- Main poster
- Hangul: 뷰티풀 데이즈
- RR: Byutipul deijeu
- MR: Pyut'ip'ul teijŭ
- Directed by: Jéro Yun
- Written by: Jéro Yun
- Produced by: Kim Hyun-woo
- Starring: Lee Na-young Jang Dong-yoon
- Cinematography: Kim Jong-sun
- Edited by: Jéro Yun
- Music by: Mathieu Regnault
- Production companies: Peppermint & Company
- Distributed by: Smile Entertainment Contents Panda
- Release dates: October 4, 2018 (BIFF); November 21, 2018 (South Korea);
- Running time: 104 minutes
- Countries: South Korea France
- Language: Korean
- Box office: US$45,395

= Beautiful Days (2018 film) =

Beautiful Days is a 2018 South Korean drama film starring Lee Na-young, Jang Dong-yoon and Oh Kwang-rok. The film premiered as the opening film of the 23rd edition of the Busan International Film Festival on October 4, 2018. It was released in theaters on November 21, 2018.

==Plot==
The film follows the life of a North Korean defector who gives birth to a son at a young age and abandons her husband and child for a better life abroad. The hidden past is revealed after fourteen years when the grown-up son visits her.

==Cast==
- Lee Na-young as Mother
- Jang Dong-yoon as Zhen Chen
- Oh Kwang-rok as Zhen Chen's father
- Lee Yoo-jun as Pimp
- Seo Hyun-woo
- Lee Jung-joon

== Production ==
Beautiful Days is director Jéro Yun's debut feature film and lead actress Lee Na-young's first film in 5 years.

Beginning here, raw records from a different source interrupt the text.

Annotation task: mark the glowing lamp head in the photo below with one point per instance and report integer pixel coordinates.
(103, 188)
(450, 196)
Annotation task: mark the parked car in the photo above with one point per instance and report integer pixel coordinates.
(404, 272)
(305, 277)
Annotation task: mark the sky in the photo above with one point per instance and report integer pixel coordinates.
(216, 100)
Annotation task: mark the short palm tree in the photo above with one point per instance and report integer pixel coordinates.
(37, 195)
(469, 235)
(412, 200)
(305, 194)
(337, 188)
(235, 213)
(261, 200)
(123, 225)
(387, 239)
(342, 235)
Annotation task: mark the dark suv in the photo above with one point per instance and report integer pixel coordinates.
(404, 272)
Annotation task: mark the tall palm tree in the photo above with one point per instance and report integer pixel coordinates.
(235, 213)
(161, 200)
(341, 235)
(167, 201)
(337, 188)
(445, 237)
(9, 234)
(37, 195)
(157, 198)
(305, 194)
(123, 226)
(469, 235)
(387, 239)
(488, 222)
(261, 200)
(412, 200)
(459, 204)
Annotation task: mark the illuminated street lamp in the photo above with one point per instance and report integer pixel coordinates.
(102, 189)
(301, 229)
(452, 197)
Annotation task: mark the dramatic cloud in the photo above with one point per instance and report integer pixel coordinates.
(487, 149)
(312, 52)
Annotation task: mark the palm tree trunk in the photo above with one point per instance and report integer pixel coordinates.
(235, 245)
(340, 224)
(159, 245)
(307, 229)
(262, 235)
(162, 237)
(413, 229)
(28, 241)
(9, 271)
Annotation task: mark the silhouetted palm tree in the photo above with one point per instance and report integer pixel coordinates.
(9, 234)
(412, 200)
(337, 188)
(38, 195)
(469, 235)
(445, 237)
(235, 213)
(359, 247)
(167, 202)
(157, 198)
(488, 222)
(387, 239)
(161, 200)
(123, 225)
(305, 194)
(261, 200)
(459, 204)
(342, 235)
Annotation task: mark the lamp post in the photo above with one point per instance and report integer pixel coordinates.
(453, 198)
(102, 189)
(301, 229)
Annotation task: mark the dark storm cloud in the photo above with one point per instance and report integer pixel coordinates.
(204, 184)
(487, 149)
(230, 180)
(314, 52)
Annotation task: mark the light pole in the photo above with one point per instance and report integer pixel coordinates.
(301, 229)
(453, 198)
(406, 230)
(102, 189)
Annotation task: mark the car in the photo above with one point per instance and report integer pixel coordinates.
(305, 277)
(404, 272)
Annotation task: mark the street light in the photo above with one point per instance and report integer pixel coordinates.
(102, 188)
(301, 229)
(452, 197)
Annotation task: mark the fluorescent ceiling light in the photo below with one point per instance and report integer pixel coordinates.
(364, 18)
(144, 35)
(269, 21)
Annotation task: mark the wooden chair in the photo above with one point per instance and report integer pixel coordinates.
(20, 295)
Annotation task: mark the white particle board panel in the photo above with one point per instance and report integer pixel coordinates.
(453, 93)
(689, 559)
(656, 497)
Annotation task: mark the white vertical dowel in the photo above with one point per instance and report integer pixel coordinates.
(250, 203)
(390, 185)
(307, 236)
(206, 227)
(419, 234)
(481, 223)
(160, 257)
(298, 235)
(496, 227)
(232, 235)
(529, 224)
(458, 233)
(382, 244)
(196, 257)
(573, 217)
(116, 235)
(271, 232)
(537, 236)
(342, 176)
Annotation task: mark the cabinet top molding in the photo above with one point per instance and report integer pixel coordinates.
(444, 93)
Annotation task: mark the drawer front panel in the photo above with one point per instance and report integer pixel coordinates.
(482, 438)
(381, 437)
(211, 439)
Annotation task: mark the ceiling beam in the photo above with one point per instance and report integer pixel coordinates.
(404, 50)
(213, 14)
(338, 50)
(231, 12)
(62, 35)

The film began production on October 31, 2017. Filming wrapped on November 26, 2017.

==Reception==
In Variety, Peter Debruge says, "Lee Na-young impresses as a North Korean woman tracked down by her long-since-abandoned son". Reviewing it for Screendaily, Wendy Ide noted the film as being structurally a little over-complicated, but still is an impressive drama which feels convincingly rooted in real lives and stories.

Clarence Tsui of The Hollywood Reporter writes, "Beautiful Days certainly lives up to its title with its mesmerizing imagery and very polished production values. But it is weighed down by a clichéd narrative and simplistic moral binaries".